Le dernier empereur de Jamaique

Voyage “rasta chic” en Jamaïque sur les terres de l’empereur de la musique Chris Blackwell, fondateur d’Island Records et heureux propriétaire de quatre adresses confidentielles à l’atmosphère patinée par le temps et les légendes.

Aéroport de Kingston. Jamaïque. Le soleil brûle le tarmac. Affiché sur tous les murs, le slogan “Welcome to Jamaica, be extraordinary” encense les sens. Tout est plus intense sur une île et bien plus en Jamaïque où l’extraordinaire est l’ordinaire. Ici, les légendes insulaires transcendent les frontières pour devenir universelles : Bob Marley, Jimmy Cliff, Burning Spear, Peter Tosh, Bunny Wailer, U-Roy… Le reggae a insufflé au monde un nouveau rythme. Nos cœurs ne sont plus les mêmes après les prêches de Jah Rastafari. La Jamaïque révolutionne l’esprit du monde et c’est ce pouls de liberté qu’injecte sur l’île Chris Blackwell, le mythique fondateur en 1959 du label Island Records vendu à la fin des années quatre vingt à Polygram avant de rejoindre le groupe Universal Music. Producteur de Bob Marley and the Wailers, U2, Grace Jones, Roxy Music, Cat Stevens, Brian Eno, Sparks, Marianne Faithfull, The Cranberries, Chris Blackwell est l’empereur d’une musique planétaire. Il est aussi l’heureux propriétaire de quatre paradis terrestres, hôtels et villas confidentiels, disséminés aux quatre coins de “son” île, rassemblés sous le label Island Outpost.

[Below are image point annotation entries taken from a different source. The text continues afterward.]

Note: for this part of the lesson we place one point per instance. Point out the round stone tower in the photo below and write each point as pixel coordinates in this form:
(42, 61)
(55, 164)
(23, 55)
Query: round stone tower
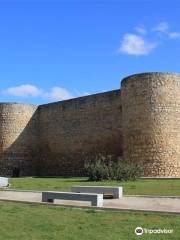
(151, 122)
(18, 131)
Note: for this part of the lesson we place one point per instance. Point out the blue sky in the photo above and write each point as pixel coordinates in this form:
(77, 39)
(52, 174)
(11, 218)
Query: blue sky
(55, 50)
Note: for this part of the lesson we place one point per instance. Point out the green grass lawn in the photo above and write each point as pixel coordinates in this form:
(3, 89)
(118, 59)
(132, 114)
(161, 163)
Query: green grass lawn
(140, 187)
(44, 222)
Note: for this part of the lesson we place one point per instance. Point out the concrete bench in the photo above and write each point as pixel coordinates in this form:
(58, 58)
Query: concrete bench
(95, 199)
(117, 192)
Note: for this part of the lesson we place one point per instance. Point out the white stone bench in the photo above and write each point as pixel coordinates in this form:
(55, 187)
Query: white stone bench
(117, 192)
(95, 199)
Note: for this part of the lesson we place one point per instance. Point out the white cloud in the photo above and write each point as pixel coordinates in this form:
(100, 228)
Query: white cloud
(57, 94)
(162, 27)
(52, 94)
(134, 44)
(23, 91)
(141, 29)
(174, 35)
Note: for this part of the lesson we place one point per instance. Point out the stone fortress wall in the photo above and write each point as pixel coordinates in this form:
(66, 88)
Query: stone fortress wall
(140, 122)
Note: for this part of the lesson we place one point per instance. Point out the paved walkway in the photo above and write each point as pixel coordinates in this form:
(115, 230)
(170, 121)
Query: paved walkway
(162, 204)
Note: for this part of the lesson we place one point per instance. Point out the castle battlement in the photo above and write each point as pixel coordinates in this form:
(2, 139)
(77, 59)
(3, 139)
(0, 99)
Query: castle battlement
(139, 122)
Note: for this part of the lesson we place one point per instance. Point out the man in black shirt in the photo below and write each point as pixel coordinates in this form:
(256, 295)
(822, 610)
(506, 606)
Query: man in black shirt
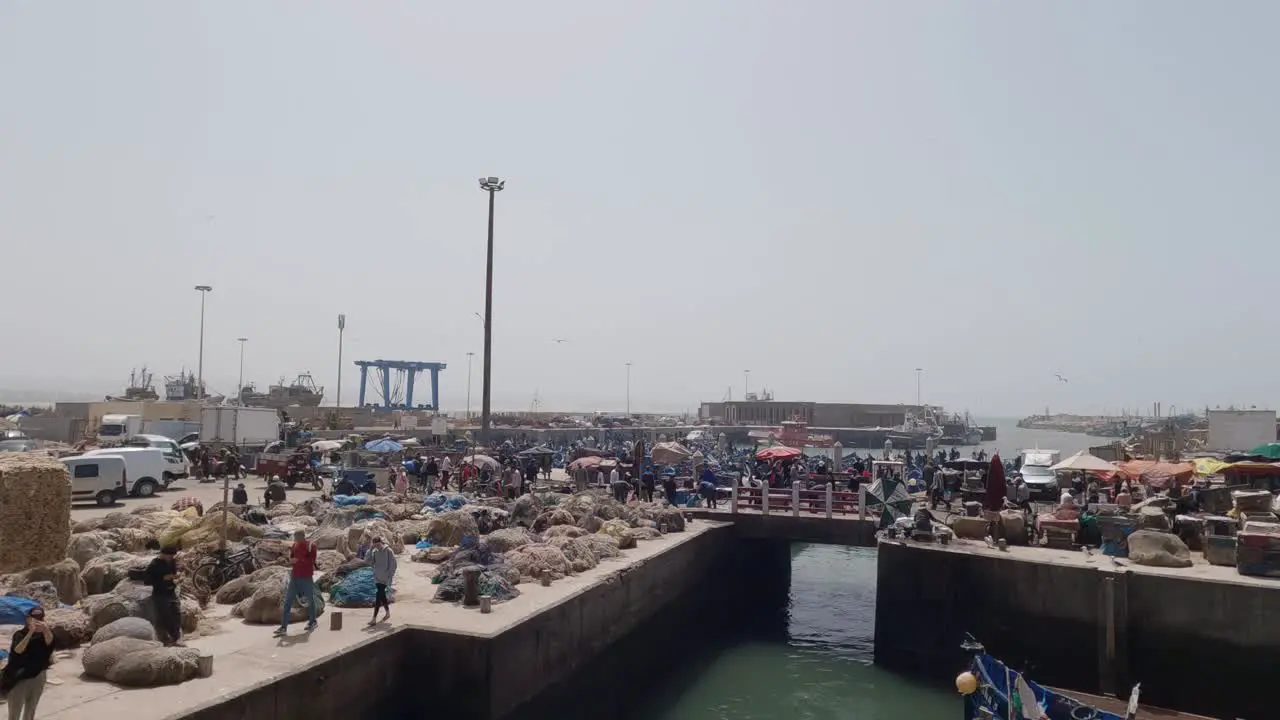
(160, 575)
(23, 679)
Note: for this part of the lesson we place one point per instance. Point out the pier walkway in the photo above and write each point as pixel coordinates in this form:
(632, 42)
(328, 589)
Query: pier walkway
(800, 515)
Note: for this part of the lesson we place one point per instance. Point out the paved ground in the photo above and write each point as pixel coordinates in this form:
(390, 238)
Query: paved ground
(209, 493)
(245, 655)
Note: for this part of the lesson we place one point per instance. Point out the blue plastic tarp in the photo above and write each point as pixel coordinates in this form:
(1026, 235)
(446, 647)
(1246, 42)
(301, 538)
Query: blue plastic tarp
(13, 610)
(384, 446)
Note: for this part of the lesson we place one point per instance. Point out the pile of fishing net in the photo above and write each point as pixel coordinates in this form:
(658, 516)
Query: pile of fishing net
(63, 575)
(535, 560)
(440, 501)
(494, 582)
(357, 589)
(35, 511)
(449, 527)
(577, 552)
(497, 579)
(268, 600)
(209, 531)
(140, 664)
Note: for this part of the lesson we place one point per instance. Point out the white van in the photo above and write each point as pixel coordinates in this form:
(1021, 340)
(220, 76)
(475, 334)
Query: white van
(146, 466)
(101, 479)
(178, 465)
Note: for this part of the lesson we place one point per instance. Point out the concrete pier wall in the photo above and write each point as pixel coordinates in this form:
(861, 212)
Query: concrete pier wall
(415, 671)
(1194, 645)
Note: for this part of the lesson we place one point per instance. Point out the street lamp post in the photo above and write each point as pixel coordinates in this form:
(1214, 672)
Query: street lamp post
(493, 186)
(470, 355)
(342, 326)
(240, 383)
(200, 365)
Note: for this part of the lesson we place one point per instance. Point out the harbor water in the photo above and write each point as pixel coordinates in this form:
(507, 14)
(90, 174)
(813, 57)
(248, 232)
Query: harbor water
(801, 651)
(817, 668)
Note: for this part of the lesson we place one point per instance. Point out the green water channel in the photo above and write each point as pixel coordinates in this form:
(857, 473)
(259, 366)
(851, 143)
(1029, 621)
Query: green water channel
(813, 661)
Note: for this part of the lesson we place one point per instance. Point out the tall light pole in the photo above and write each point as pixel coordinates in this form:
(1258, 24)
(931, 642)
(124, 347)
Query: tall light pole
(200, 364)
(470, 355)
(240, 383)
(342, 326)
(493, 186)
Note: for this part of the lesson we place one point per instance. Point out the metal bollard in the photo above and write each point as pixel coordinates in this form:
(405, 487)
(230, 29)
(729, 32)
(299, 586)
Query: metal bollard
(471, 586)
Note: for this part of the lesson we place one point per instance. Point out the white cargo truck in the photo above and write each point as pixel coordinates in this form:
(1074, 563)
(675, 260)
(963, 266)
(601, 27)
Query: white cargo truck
(231, 424)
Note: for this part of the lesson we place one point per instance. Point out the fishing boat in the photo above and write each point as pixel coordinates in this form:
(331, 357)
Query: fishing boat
(992, 691)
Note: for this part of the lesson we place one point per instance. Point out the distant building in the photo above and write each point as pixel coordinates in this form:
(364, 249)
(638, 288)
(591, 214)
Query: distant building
(1240, 429)
(816, 414)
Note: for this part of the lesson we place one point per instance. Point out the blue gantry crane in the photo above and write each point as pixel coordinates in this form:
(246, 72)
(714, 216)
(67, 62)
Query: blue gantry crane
(394, 382)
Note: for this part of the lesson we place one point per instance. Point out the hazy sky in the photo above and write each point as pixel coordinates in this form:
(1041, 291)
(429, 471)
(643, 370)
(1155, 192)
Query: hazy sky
(828, 192)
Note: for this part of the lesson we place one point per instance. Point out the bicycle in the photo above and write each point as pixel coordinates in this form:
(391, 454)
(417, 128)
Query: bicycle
(222, 569)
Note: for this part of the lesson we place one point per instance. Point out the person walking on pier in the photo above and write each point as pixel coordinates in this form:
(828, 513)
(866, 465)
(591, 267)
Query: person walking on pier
(23, 678)
(383, 561)
(302, 557)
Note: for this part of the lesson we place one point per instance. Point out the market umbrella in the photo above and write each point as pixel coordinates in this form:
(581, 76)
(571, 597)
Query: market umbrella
(384, 446)
(585, 463)
(1084, 463)
(1271, 450)
(478, 460)
(996, 487)
(777, 452)
(670, 452)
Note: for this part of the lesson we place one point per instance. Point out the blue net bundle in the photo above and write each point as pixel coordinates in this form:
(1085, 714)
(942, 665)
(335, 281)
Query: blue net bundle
(357, 589)
(13, 610)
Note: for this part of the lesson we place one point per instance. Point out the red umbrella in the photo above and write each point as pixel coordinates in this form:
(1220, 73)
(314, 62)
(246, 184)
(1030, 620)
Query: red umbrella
(777, 452)
(996, 488)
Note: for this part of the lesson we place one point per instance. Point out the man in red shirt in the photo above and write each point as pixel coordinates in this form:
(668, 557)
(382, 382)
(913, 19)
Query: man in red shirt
(302, 557)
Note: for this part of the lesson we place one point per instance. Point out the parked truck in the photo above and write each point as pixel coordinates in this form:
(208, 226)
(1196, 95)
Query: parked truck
(229, 424)
(174, 429)
(113, 429)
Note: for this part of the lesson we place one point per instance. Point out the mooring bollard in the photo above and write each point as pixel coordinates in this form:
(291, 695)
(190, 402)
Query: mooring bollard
(471, 586)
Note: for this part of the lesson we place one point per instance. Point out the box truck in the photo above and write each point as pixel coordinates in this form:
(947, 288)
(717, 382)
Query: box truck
(232, 424)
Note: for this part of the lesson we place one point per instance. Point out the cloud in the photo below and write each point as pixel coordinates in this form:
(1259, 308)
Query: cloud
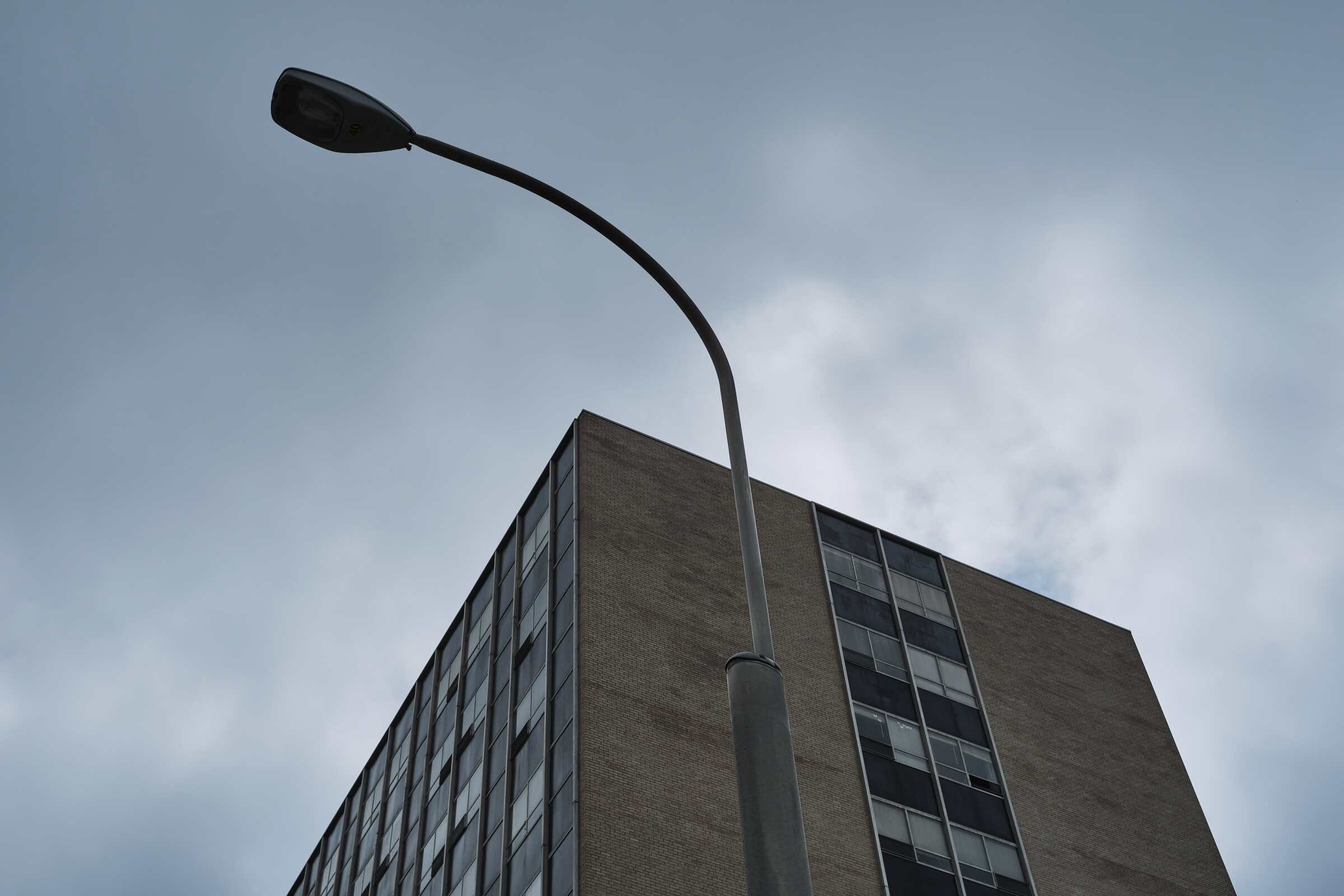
(1070, 418)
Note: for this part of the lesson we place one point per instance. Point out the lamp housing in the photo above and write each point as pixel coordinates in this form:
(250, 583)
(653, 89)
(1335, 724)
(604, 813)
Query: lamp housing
(335, 116)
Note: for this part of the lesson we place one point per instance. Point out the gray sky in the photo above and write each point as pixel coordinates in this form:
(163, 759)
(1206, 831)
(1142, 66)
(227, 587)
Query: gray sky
(1056, 291)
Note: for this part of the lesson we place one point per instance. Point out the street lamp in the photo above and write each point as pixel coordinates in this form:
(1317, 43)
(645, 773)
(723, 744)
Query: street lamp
(342, 119)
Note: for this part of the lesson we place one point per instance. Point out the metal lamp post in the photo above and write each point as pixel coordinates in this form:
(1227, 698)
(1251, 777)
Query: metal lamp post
(338, 117)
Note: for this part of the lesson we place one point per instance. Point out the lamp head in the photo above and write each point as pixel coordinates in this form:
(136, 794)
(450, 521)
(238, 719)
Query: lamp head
(335, 116)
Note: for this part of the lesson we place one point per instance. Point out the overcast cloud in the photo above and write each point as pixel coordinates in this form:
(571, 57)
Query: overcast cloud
(1054, 291)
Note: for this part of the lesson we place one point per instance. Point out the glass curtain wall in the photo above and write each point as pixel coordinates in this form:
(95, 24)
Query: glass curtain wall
(471, 789)
(936, 792)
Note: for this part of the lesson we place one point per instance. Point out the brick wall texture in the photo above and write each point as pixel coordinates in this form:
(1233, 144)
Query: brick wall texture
(1099, 787)
(662, 606)
(1100, 792)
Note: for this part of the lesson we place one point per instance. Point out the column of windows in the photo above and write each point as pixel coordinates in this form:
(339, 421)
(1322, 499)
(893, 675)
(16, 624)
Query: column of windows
(941, 828)
(413, 825)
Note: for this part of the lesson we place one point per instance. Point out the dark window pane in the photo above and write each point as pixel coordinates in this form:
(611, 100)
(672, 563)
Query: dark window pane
(563, 704)
(535, 581)
(494, 856)
(436, 808)
(503, 665)
(565, 571)
(565, 463)
(498, 758)
(912, 878)
(848, 536)
(565, 609)
(901, 783)
(495, 808)
(565, 496)
(565, 531)
(476, 672)
(862, 609)
(533, 515)
(952, 718)
(877, 689)
(932, 636)
(913, 563)
(471, 758)
(480, 601)
(444, 723)
(562, 870)
(562, 758)
(499, 722)
(976, 809)
(413, 810)
(563, 657)
(562, 810)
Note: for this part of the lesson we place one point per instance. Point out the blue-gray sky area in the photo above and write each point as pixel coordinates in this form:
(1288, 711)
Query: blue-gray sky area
(1052, 288)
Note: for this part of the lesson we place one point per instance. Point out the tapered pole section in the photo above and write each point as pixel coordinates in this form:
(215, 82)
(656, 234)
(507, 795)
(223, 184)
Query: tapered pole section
(773, 841)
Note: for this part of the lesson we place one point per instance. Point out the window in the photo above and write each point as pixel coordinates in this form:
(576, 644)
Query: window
(932, 636)
(978, 809)
(953, 718)
(921, 598)
(855, 573)
(528, 806)
(871, 649)
(877, 689)
(941, 676)
(964, 763)
(535, 526)
(890, 736)
(859, 608)
(847, 536)
(899, 783)
(914, 829)
(531, 703)
(912, 562)
(990, 861)
(463, 866)
(448, 664)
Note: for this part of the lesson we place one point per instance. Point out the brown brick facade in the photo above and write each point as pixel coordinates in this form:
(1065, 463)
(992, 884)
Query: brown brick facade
(1100, 792)
(660, 609)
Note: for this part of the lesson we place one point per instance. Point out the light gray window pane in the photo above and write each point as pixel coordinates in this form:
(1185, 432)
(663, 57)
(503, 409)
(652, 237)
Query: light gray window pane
(906, 589)
(926, 834)
(881, 594)
(979, 762)
(962, 698)
(909, 605)
(914, 762)
(971, 848)
(935, 598)
(892, 821)
(905, 736)
(924, 665)
(870, 574)
(939, 617)
(1003, 860)
(888, 651)
(953, 774)
(955, 676)
(888, 669)
(871, 725)
(946, 752)
(855, 638)
(838, 562)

C’est sur cette baie devenue

légendaire, que Ian Flemming  construisit sa villa de rêve

en 1946, à Golden Eye.

Il m’enlace en hugsfraternels sur les rives de la baie d’Oracabessa, son éden. Réminiscences de bains de mer avec sa mère dans les années cinquante et soixante, accompagnée de Katharine Hepburn, Laurence Olivier, Sean Connery, Elizabeth Taylor et Richard Burton… Puis avec Bono, Keith Richards, Dennis Hopper, Quincy Jones, Johnny Deep ou Sting et tant d’autres étoiles. C’est sur cette baie devenue légendaire, que le célébrissime Ian Flemming construisit sa villa de rêve en 1946, Golden Eye, une terre achetée à la mère de Chris Blackwell, Blanche Lindo. D’une élégance et d’une beauté absolue, Blanche ensorcela le dramaturge britannique Noël Coward résidant à deux pas puis devint la muse et grand amour du créateur de James Bond.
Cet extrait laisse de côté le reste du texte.